A prospective, multicenter, observational study found low-dose aspirin and/or unfractionated heparin treatment significantly improved pregnancy outcomes in women with recurrent pregnancy loss who tested positive for anti-β2-glycoprotein I/human leukocyte antigen-DR antibodies. The research demonstrates increased live birth rates and reduced pregnancy complications in this patient population.
The study, conducted between August 2019 and December 2023 and published in Frontiers in Immunology, included 47 pregnancies in women with recurrent pregnancy loss (RPL) and anti-β2-glycoprotein I (β2GPI)/human leukocyte antigen (HLA)-DR antibody positivity. Participants were divided into two groups consisting of 39 women treated with low-dose aspirin (LDA) and/or unfractionated heparin (UFH) and 8 women who received neither.
The outcomes showed promise for the use of LDA and or UFH with an 87.2% live birth rate for the LDA/UFH group and a 50.0% live birth rate for the cohort of women who did not receive any combination of those medications. Additionally, the LDA/UFH group had a pregnancy complication rate of just 5.9% compared with a rate of 50% in the non-LDA/non-UFH group.
The 12 women who received LDA alone had a 100% live birth rate and a 0% complication rate. The 19 women who received both LDA and UFH had an 89.5% live birth rate and an 11.8% complication rate. The 4 women who received LDA, UFH along with prednisone (PSL) exhibited a 75% live birth rate and a 0% complication rate. The 6 women group receiving no treatment had a 66.7 live birth rate and a 50% complication rate. The 2 women who only received PSL did not have any live births during the study.

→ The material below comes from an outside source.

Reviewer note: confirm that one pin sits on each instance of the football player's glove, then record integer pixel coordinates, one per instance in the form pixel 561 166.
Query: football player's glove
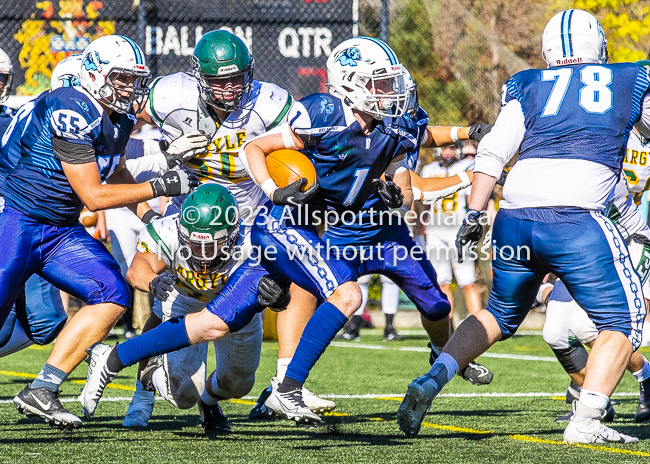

The study also finds that PSL therapy alone may not be effective for women with RPL and anti-β2GPI/HLA-DR antibody positivity, as all women in this category had miscarriages.
The study enrolled women with RPL who visited one of five medical centers between August 2019 and December 2021. RPL was defined as two or more pregnancy losses. Participants underwent measurements of serum anti-β2GPI/HLA-DR antibody levels and conventional assessments to identify causes and risk factors for RPL.
Anti-β2GPI/HLA-DR antibody levels were measured using a standardized method at HuLA Immune Inc. (Tokyo, Japan). The normal range was established as <73.3 U using sera from 374 healthy controls at the 99th percentile.
Treatment modalities were decided by attending physicians based on individual risk factors. The LDA/UFH group received various combinations of treatments, including LDA alone, LDA + UFH, LDA + UFH + PSL, and LDA + UFH + intravenous immunoglobulin (IVIG). The non-LDA/non-UFH group either received no treatment or 5 mg/day of PSL.
Pregnancy outcomes were followed until December 2023. The primary outcomes were live birth rates and pregnancy complication rates, including preeclampsia and preterm delivery before 34 gestational weeks due to placental insufficiency.
The women included in the study ranged in age between 27 and 48 years with a median age of 34 years. The LDA/UFH group had a median BMI of 20.8 kg/m2, while the non LDA/non-UFH group had a median BMI of 22.3 kg/m2. Additional risk factors for RPL in the study population included thyroid dysfunction,low protein S activity, low protein C activity, low factor XII activity, and uterine malformation.
Limitations of the study include its relatively small sample size, heterogeneity among treatment subgroups, and its observational nature. The authors noted that randomized controlled trials with larger sample sizes are needed to confirm these findings.
The authors declared that the research was conducted in the absence of any commercial or financial relationships that could be construed as a potential conflict of interest.